前回伺った「DSC-T1」(2003年発売)に象徴されるように、ソニーのデジタルカメラは、フィルムカメラでは実現できない「新ジャンル」を目指していた。けれど、2002年ごろからだんだんと、いわゆる「カメラ」らしい、本格派というか、従来の写真機のスタイルを引き継ぐ市場の大きさも、意識するようになってきた、というお話でした。

ソニーグループ副会長・石塚茂樹さん(以下、石塚) それで、同じ頃に「DSC-V1」というような、まじめなカメラもぼちぼちやり始めていました。いわゆる「電気屋のカメラ」じゃなくて、本当のカメラ。フォトグラフィー用のカメラというのもやらなきゃね、と。
だけど、ソニーのそんな動きはそれほど認知はされていなかったと。
「普通ではないカメラがソニーには求められている」
石塚:というより、「ソニーは本格派に取り組むぞ」という意気込みが市場に伝わるほどには、我々が本腰を入れていなかった、ということだと思います。「やはり、ソニーには『ソニーのデジタルカメラ』らしい、普通のカメラとは違うものが求められているのだ」という考えから抜けることができなかった。

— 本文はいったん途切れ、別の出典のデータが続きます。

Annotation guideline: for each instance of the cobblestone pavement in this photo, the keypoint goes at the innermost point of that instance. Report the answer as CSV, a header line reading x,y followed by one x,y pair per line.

そうであってほしい、いや、そうでなくてはならない、と。
そういえば「DSC-F1」(1996年発売)のスタイルも長く引き継がれてきて、2004年にはついにこのFシリーズの決定版と言えそうな、「DSC-F88」が登場しました。

石塚:そうなんですけど、残念ながらこのF88はあんまり売れなかったんですね。
ありゃ。
石塚:サイバーショットのFシリーズは、薄型で回転レンズ、というデザインと機能がよかった。第3回でお話ししたF55Kでバッテリーの問題も解決した。けれども、ズームレンズが付いていないというのが、大きなウイークポイントになっていて。

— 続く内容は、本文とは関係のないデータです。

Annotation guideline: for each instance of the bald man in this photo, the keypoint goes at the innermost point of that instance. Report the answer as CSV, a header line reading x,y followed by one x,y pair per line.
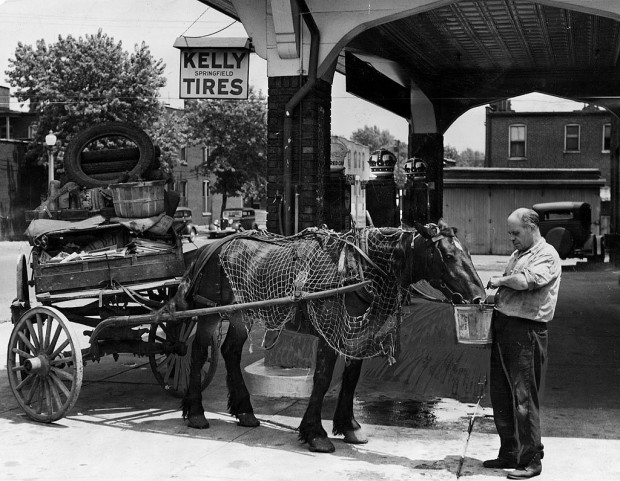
x,y
524,304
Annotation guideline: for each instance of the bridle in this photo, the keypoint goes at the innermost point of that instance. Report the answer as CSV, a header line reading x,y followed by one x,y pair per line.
x,y
438,283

やっぱりズームは、販売競争に勝つには絶対に入れなきゃねと。
石塚:はい。これはヒットしたT1でも、P1でもそうでした(ズームレンズを搭載していた)。単焦点レンズ、という「割り切り」は、それなりに大きくカメラの機能・用途を制限している。そこで、ついにF88で、Fシリーズに光学ズームを入れたモデルをつくりました。
より薄いT1に、03年に光学3倍ズームを搭載しているわけですから、技術的には問題なく。
石塚:いやいや、裏話を言うと、回転レンズにズームを入れるのって結構大変なんです。T1は折り曲げ式の潜望鏡型のレンズで、本体の底面にイメージセンサーを配置しましたが、F88ではこれを横置きにして、この中(回転レンズ部)に入れました。